Este momento, inspirado por Glucksmann, es fundamental en la historia intelectual en Francia y en Europa porque señala el final de las luchas ideológicas extremas y su total absurdidad frente a unos dramas inmediatos y reales.

Simbólicamente, es el final del marxismo del que procede Glucksmann y al que Sartre había apoyado toda su vida. En sus libros, Glucksmann, portavoz de una nueva generación de pensadores a los que llamarán «los nuevos filósofos», no solo había renunciado al comunismo sino que acusaba claramente a este de ser el fundamento teórico de las grandes matanzas del siglo XX. Es lo que Aron siempre había dicho, pero con menos fuerza: los liberales franceses con Aron eran pesimistas y estaban convencidos de la victoria final de la URSS sobre las democracias. Glucksmann, en cambio, como los neoconservadores estadounidenses a los que se sentía próximo, consideraba que se puede vencer al comunismo enfrentándose a él con derechos humanos, la moral contra el sufrimiento, sin discursos enfáticos. Es a lo que se sumó Sartre, ese día, vencido.

«Glucksman se conviertió en el portavoz de cualquier ideología totalitaria, incluido el islamismo»

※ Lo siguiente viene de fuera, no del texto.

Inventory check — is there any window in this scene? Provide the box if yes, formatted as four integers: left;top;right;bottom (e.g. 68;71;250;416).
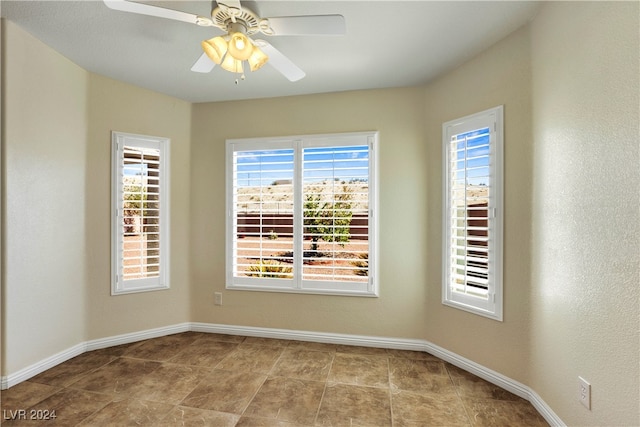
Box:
111;132;169;295
226;132;377;296
442;106;503;321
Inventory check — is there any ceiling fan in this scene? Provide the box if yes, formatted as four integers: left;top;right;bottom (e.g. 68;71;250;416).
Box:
103;0;346;82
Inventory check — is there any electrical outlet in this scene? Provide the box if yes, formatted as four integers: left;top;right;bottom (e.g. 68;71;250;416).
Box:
578;377;591;409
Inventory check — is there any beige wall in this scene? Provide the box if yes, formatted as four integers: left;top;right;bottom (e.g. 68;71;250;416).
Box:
85;74;191;339
424;28;531;383
2;2;640;425
2;22;88;373
2;22;191;375
530;2;640;426
191;88;428;338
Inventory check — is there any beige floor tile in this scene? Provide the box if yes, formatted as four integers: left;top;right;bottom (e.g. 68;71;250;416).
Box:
124;333;198;362
328;353;389;388
3;389;111;427
271;350;334;381
387;349;441;362
181;369;266;415
242;337;291;347
0;381;60;418
316;384;391;427
158;406;240;427
287;341;338;353
30;352;116;387
236;417;310;427
462;398;548;427
446;364;522;401
72;357;162;396
0;332;546;427
169;339;238;368
216;343;284;374
243;377;325;425
336;345;388;356
78;399;173;427
389;357;456;394
127;363;211;405
391;391;471;427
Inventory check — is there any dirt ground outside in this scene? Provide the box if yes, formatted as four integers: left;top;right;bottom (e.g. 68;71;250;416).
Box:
237;236;369;282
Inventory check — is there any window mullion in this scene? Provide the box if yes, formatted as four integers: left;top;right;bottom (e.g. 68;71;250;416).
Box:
293;140;304;289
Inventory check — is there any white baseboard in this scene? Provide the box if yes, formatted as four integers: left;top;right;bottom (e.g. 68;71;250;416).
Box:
0;323;566;427
0;343;87;390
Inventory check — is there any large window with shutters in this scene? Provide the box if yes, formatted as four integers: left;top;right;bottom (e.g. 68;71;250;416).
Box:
442;106;504;320
226;132;377;296
111;132;169;295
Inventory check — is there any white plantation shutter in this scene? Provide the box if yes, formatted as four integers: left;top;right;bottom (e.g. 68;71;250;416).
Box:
227;132;377;295
112;132;169;294
443;107;503;320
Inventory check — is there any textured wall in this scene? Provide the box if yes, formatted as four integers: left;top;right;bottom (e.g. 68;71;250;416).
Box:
424;28;531;383
530;2;640;426
2;21;88;374
85;74;192;339
191;88;428;338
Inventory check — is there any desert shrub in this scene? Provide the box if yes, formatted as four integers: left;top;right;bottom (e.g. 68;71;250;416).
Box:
351;253;369;276
247;259;293;279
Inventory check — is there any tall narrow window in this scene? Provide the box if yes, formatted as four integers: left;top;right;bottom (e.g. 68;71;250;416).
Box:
227;132;377;296
442;106;503;320
112;132;169;295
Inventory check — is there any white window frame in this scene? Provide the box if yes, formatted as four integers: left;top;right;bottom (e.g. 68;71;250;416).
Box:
442;105;504;321
111;131;171;295
226;131;379;297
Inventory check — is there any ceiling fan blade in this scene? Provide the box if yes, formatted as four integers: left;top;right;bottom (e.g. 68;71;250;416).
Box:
255;40;306;82
268;15;347;36
103;0;213;26
216;0;242;9
191;53;216;73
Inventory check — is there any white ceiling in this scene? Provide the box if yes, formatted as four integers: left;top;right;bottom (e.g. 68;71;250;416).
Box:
0;0;539;102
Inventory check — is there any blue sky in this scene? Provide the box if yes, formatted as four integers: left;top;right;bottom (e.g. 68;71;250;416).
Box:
236;145;369;187
452;128;490;185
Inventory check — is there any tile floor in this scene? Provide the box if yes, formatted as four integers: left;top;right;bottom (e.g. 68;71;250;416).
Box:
1;332;547;427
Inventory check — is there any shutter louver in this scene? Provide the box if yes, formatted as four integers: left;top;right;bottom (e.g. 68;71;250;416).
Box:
120;146;161;281
449;128;491;297
442;106;504;320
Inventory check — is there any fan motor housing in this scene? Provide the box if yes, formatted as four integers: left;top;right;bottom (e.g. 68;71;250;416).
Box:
211;7;260;36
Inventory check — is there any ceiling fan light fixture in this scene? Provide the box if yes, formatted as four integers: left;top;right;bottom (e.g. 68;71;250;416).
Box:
229;33;253;61
201;36;228;64
220;55;244;73
247;46;269;71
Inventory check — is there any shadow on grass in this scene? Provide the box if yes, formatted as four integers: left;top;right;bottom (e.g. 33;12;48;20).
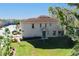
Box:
24;36;75;49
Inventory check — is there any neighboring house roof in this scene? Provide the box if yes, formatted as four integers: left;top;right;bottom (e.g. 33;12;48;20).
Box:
22;16;58;23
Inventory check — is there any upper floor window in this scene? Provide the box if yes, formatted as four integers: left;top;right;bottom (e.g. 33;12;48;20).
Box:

Fue un momento fundador. Glucksmann, a partir de entonces, se convirtió en el portavoz de las víctimas de cualquier ideología totalitaria, incluido el islamismo al que identificó con el nihilismo cuando se cometieron los atentados del 11-S en Nueva York. Pero surgió un nuevo enemigo de los derechos humanos, más taimado, que Glucksmann no había visto venir: el relativismo cultural. Los occidentales no intervinieron junto a los chechenos aniquilados por los rusos porque, miren ustedes por dónde, los rusos no son como nosotros y no podríamos imponerles nuestras normas humanistas. Glucksmann se encontraba muy desamparado frente a esta hipocresía, que la mayoría de las veces es una máscara de la realpolitik. Nunca se decidió a aceptar esta realpolitik ni esta derrota moral de Occidente, que apoya los derechos humanos solo frente a regímenes débiles, pero que se doblega ante los poderosos, rusos o chinos. Glucksmann sigue siendo el símbolo de la moral en la historia, pero también el de la eficacia relativa de esta moral. Nos hace pensar en estas palabras de Charles Peguy: «Los moralistas tienen las manos blancas, pero no tienen manos». Al menos Glucksmann tuvo las manos blancas hasta el final sin mostrar nunca la más mínima vanidad. Fue un justo y un puro, algo poco frecuente.